One of the biggest obstacles to better use of analytics in claims, then, is the need to redirect attention to the descriptive side of the claims process, Gorman concludes. "What happened? How many claims closed? How long did it take? What was the severity? The frequency? What percentage went to litigation?" he elaborates. "Those are the numbers critical to analysis within the claims operation."
In addition to conceptual hurdles, carriers face serious technical impediments, adds Michael Costonis, executive director of Accenture's (New York) North American insurance practice, who points out that there are many unexploited areas in claims that could yield improvements in organizational performance, including injury treatment and management and customer attrition response. "One of the most unexploited areas for analytics in claims is process compliance and prediction of outcomes -- a view that doesn't merely ask, 'Do I have fraud?' but also, 'Am I following the right intervention sets to drive the best possible outcome, whatever the nature of the claim?' " he says.
Unfortunately, even companies that have recognized this opportunity may be challenged to exploit it, suggests Costonis. "There is a massive pipes-and-plumbing problem in the average insurance company in a couple of different ways," he submits.
Giving Life to Analytics
For a start, according to Costonis, data quality within claims organizations is typically poor, which means that models are processing incomplete or ambiguous data. Second, most organizations face a massive struggle to consistently access and match data from other domains, such as underwriting, policy, vendor files and general customer files.
"For example, matching lifetime value to claims is much easier said than done; it requires consistent historical data, and my being able to match that to customer data I have across all products I might have with that customer," Costonis illustrates. "That's a key requisite to putting these models into play. In practice, we see that because infrastructure is so poor and data requires so much treatment, models may take a lot of time to complete and be very difficult to invoke on a real-time basis in the processing of claims."
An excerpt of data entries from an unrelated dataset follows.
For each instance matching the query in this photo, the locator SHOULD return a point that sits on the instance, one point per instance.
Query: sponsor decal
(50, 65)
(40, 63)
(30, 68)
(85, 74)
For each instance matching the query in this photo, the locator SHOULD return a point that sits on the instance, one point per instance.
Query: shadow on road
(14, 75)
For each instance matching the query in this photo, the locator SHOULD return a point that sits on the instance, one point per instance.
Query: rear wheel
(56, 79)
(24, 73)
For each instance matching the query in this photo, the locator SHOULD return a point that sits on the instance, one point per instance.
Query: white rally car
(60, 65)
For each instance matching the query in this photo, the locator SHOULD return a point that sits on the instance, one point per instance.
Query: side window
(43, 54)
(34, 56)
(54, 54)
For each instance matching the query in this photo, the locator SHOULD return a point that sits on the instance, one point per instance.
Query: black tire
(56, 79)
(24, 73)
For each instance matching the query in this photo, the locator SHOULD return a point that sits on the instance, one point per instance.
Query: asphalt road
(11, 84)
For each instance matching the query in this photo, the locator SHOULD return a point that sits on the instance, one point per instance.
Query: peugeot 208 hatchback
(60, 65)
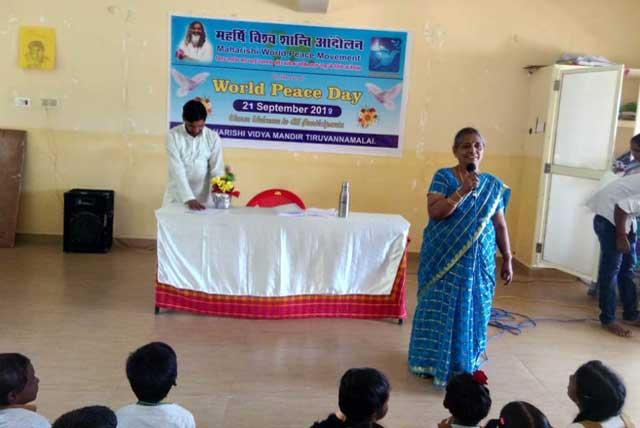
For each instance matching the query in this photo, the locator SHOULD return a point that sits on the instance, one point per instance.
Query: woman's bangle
(452, 202)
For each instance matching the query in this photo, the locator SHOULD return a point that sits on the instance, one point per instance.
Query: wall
(112, 78)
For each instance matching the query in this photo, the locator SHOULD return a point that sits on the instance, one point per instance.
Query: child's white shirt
(161, 415)
(22, 418)
(614, 422)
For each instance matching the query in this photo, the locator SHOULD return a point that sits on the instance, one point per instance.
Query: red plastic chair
(275, 197)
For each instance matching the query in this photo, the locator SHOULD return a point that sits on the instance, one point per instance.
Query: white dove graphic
(385, 97)
(187, 84)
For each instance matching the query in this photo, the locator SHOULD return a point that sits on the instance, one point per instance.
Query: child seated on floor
(18, 387)
(363, 399)
(467, 399)
(152, 372)
(599, 394)
(520, 414)
(87, 417)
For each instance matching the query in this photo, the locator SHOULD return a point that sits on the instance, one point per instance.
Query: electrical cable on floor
(514, 323)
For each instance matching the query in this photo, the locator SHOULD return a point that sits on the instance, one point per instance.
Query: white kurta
(162, 415)
(623, 192)
(193, 161)
(203, 53)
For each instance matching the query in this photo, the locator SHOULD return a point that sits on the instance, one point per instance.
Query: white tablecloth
(254, 252)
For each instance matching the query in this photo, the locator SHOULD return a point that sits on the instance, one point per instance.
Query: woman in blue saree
(457, 273)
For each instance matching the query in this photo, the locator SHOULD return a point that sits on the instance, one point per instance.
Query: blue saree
(456, 281)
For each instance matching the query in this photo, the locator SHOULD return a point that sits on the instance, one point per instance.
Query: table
(250, 262)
Current predictive models in claims are not transaction-intensive, Costonis continues. "Current models tend to operate on the fringes rather than robustly interacting with core systems and major data sources," he says. "To get to the next generation, the models need to coexist with real-time transaction processing."
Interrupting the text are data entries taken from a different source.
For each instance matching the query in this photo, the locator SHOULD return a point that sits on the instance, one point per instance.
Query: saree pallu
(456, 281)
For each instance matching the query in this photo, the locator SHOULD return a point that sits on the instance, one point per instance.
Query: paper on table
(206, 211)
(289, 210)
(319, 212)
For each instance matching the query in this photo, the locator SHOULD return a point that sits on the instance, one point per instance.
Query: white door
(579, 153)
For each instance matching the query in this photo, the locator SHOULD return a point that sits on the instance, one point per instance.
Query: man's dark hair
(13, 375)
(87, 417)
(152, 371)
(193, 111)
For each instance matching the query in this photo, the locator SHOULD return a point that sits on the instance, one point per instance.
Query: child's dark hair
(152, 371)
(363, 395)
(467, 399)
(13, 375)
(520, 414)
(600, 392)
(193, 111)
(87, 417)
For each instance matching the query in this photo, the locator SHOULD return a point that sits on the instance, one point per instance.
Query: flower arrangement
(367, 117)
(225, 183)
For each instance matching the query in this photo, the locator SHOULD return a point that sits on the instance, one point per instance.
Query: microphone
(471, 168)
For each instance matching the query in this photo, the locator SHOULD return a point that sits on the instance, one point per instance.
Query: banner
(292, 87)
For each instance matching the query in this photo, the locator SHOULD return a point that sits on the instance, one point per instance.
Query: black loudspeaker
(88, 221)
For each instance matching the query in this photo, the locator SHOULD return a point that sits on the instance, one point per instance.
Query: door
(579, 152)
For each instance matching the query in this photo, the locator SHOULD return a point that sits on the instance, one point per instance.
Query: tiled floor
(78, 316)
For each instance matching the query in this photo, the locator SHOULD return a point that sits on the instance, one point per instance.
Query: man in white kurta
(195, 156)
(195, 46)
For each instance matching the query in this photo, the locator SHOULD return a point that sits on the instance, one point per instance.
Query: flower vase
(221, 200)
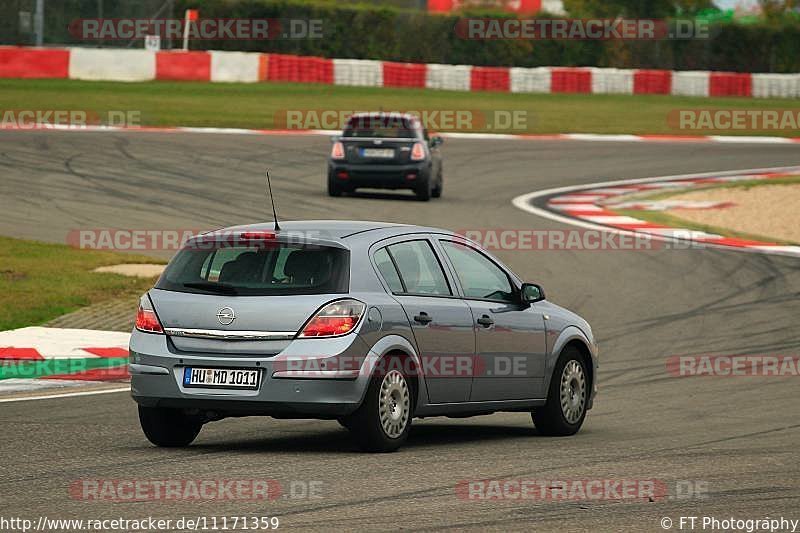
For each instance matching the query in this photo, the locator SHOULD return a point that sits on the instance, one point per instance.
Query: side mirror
(531, 293)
Carriers struggle both with creating the teams to build analytic capabilities and being able to put their work into practice, according to John Lucker, principal, advanced analytics and modeling national practice leader and global human capital leader, Deloitte (New York). "The people side of analytics is much harder than many companies appreciate -- it's very hard to find or organically train people to think about analytics in such a way that it will come alive in your business," he says. "There's an analytic solution, but it must be holistic."
Lucker suggests that carriers have had some success with the essential building blocks of analytics -- which he describes as identifying business problems to be solved, generating the analytics or data mining and predictive modeling solution, and solving the data management problem of that particular solution -- but they have found it difficult to make analytics integral to claims or other operational areas. "Once you've managed the technical analytic outcome, there's the business implementation -- if you're going to use the technical analytic outcome, it has to be integrated with your technology platform," he notes.